Ainsi, selon le magistère d'Ambroise et d'Augustin, la catéchèse est inséparable du témoignage de vie. Ce que j'ai écrit dans « l'Introduction au christianisme », à propos du théologien, peut aussi servir pour le catéchiste. Celui qui éduque à la foi ne peut pas risquer d'apparaître comme une sorte de clown, qui récite un rôle « par profession ». Il doit plutôt être - pour reprendre une image chère à Origène, écrivain particulièrement apprécié par Ambroise - comme le disciple bien-aimé, qui a posé sa tête sur le coeur du Maître, et qui a appris là la façon de penser, de parler, d'agir. En définitive, le vrai disciple est celui qui annonce l'Evangile de la manière la plus crédible et la plus efficace.

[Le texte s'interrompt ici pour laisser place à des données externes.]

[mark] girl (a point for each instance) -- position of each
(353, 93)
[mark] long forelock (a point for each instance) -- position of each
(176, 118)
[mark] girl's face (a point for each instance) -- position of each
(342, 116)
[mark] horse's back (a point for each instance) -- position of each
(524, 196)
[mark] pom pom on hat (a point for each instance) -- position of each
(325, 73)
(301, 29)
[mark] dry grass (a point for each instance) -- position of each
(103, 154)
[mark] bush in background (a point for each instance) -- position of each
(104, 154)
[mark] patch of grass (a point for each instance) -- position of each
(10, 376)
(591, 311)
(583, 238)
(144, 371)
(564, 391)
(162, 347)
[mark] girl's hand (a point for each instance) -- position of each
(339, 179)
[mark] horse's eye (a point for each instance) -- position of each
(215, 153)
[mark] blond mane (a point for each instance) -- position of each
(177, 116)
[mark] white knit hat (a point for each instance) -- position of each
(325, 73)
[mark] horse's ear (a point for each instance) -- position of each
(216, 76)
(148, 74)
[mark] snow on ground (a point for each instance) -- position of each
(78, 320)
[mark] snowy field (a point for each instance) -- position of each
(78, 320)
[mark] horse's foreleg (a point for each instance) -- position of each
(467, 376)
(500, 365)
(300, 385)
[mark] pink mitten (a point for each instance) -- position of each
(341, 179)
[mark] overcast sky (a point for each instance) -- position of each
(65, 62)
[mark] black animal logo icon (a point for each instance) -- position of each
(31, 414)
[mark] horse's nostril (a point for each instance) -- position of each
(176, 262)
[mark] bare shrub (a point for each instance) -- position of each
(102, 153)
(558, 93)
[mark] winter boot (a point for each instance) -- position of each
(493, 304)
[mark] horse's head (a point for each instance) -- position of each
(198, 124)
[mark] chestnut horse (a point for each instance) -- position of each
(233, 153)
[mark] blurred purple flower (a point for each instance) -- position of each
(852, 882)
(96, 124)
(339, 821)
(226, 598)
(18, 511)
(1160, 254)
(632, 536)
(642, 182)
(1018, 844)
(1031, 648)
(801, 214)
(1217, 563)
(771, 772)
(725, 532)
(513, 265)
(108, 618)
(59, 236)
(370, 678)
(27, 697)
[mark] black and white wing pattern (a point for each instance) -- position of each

Comme l'Apôtre Jean, l'évêque Ambroise - qui ne se lassait jamais de répéter : « Omnia Christus est nobis ! ; le Christ est tout pour nous ! » - demeure un authentique témoin du Seigneur. Avec ses paroles, pleines d'amour pour Jésus, nous concluons ainsi notre catéchèse : « Omnia Christus est nobis ! Si tu veux guérir une blessure, il est le médecin ; si la fièvre te brûle, il est la source ; si tu es opprimé par l'iniquité, il est la justice ; si tu as besoin d'aide, il est la force ; si tu crains la mort, il est la vie ; si tu désires le ciel, il est le chemin ; si tu es dans les ténèbres, il est la lumière... Goûtez et voyez comme le Seigneur est bon : bienheureux l'homme qui espère en lui ! » (De virginitate 16, 99). Plaçons nous aussi notre espérance dans le Christ. Nous serons ainsi bienheureux et nous vivrons en paix.

Voici le résumé de la catéchèse, en français, lu par le pape

Chers Frères et Soeurs,

Saint Ambroise, né en 340, mourut à l'aube du Samedi Saint 397. Il fut gouverneur des provinces d'Émilie et de Ligurie et il intervint pour calmer les esprits dans la lutte entre les ariens et les tenants de l'orthodoxie. Son autorité fut telle que, pourtant simple catéchumène, il fut acclamé par le peuple comme Évêque de Milan. Dès lors, Ambroise se mit à étudier activement. Il apprit à connaître et à commenter la Bible à partir des oeuvres d'Origène, et il introduisit en Occident la pratique de la Lectio divina. La prédication, fondée sur l'écoute priante de la parole de Dieu, sera le coeur de son oeuvre littéraire considérable. Dans ses Confessions, saint Augustin montrera que, pour Ambroise, le témoignage personnel du prédicateur et l'exemplarité de la communauté chrétienne conditionnent l'efficacité de la prédication. Augustin souligne encore que, pour l'Évêque de Milan, c'est l'Écriture elle-même, intimement assimilée, qui suggère ce qu'il faut annoncer pour conduire à la conversion des coeurs. Ainsi, pour Ambroise et Augustin, la catéchèse est inséparable du témoignage de vie.

Je suis heureux de saluer les pèlerins de langue française, particulièrement les membres du Chapitre général de la Congrégation de Jésus-Marie. Que votre Chapitre soit pour toutes les religieuses de l'Institut l'occasion d'un renouveau en profondeur de leur vie consacrée apostolique, fondée sur une relation forte avec la personne de Jésus Christ ! J'adresse aussi un salut affectueux aux jeunes. À la suite de saint Ambroise, soyez tous d'authentiques témoins du Seigneur parmi vos frères ! Avec ma Bénédiction apostolique.